After leaving the chaos of Broadway Roundabout, Donna had volunteered to go on to the hospital with John Gallagher. She'd explained that it'd be easier to get John seen to quietly if Cormac, Mattie and Big Frank weren't with them. That suited Cormac. He wanted some time with Big Frank, and though Mattie probably shouldn't be a witness to what Cormac planned, he didn't want to argue against Donna's logic. He was lucky enough that she'd taken on responsibility for John.

They'd found a prefab hut at a small building site on the perimeter of the hospital grounds. Cormac had used a length of sewer rod from the site to force open the rusted cage in front of the door. Two brisk kicks at the flimsy deadbolt and they were in. Cormac swept unwashed teacups and dog-eared copies of The Sun and The Daily Star off a canteen table and set up a makeshift interrogation room. Mattie kept watch through a dust-smeared window for unwanted attention and Cormac and Big Frank took their places at opposite sides of the table. Cormac's gun sat where the recording equipment should have been. Big Frank's wrists were crossed behind the back of his chair, trussed up with cable-ties. It was a human rights barrister's wet dream.

In such an unofficial and illegal situation, Cormac couldn't help but think back to the RUC days. Too many lifers he'd encountered during his career in the PSNI harked back to their Special Branch heyday with a fond twinkle in their eyes. Usually after the fourth or fifth drink at the Christmas bash. Festive nostalgia.

Whatever Frank could tell him, Cormac didn't have the time for sleep and food deprivation. And he certainly didn't have the psychotic inclinations for stress-positioning or the infamous waterboarding technique. With a damp cloth and a bucket of water he could effectively threaten to drown Big Frank in a tried and tested practice handed down from the British Army to the RUC in the late sixties. Big Frank was already cable-tied to his chair. If Mattie held the damp cloth over the captive brute's mouth and nose, Cormac could pour a steady stream of water over his face for a minute at a time. It'd soften the bastard up all right, but even thinking about it brought Cormac dangerously close to his sadistic predecessors' murky level.

Surely there's moral leeway when you
know
the fucker's bad to the bone.

"Frank. Who told you where to find me?"

Nothing.

"If you tell me, I'll let you go and have that leg seen to. But if you don't cooperate, well, I might aim for the knee next. Maybe put a couple in your thigh after that. Then your hip. It'd only take a few well-placed shots to book you a spot on a wheelchair for the rest of your life. But who am I telling, eh, Frank? A man with your experience. I heard that you were a real punishment aficionado before they kicked you out of the Provos in '88. How many teenagers did you cripple for life with your bats, hammers and guns? Do you remember how they screamed? Called for their mummies? All those joyriders and drug dealers taught a lesson at your hands.
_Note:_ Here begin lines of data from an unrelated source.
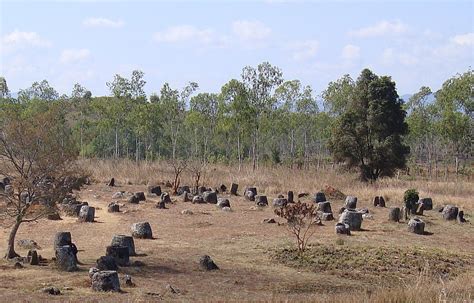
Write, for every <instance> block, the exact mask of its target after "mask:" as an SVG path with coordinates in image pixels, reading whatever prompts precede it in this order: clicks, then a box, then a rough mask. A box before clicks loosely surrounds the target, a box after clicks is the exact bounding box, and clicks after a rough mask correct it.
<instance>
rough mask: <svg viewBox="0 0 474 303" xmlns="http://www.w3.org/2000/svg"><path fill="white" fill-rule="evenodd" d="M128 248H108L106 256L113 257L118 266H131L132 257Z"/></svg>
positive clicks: (106, 248) (117, 246)
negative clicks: (129, 252)
mask: <svg viewBox="0 0 474 303" xmlns="http://www.w3.org/2000/svg"><path fill="white" fill-rule="evenodd" d="M128 249H129V248H128V247H127V246H107V248H106V253H105V255H106V256H112V257H113V258H114V259H115V263H117V265H118V266H129V265H130V255H129V250H128Z"/></svg>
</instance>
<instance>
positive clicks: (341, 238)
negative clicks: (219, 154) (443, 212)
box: [0, 160, 474, 302]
Imagine the happiness in their hearts if they could see you trundle along the Falls Road on your own set of wheels."

Cormac stood up and placed his palms on the tabletop. Leaned forward and tilted his head back so he could look down his nose at Big Frank. Allowed his right hand to inch ever-so-obviously towards the gun.

"Come on, Frank. Save us both a bit of time. I just want to get this kid back to his mother. But I can't call in for help until I know who I can trust, or more importantly, who I can't."

Big Frank's gaze never faltered from the damp-stained wall.

Cormac thought about bartering for the info. He could have offered Big Frank an opportunity to disappear if he agreed to play ball. Told him he could go and take his family on the run, with a guarantee that he wouldn't be pursued. But Cormac didn't want to throw that down too soon. Big Frank might perceive it as a position of weakness on Cormac's part.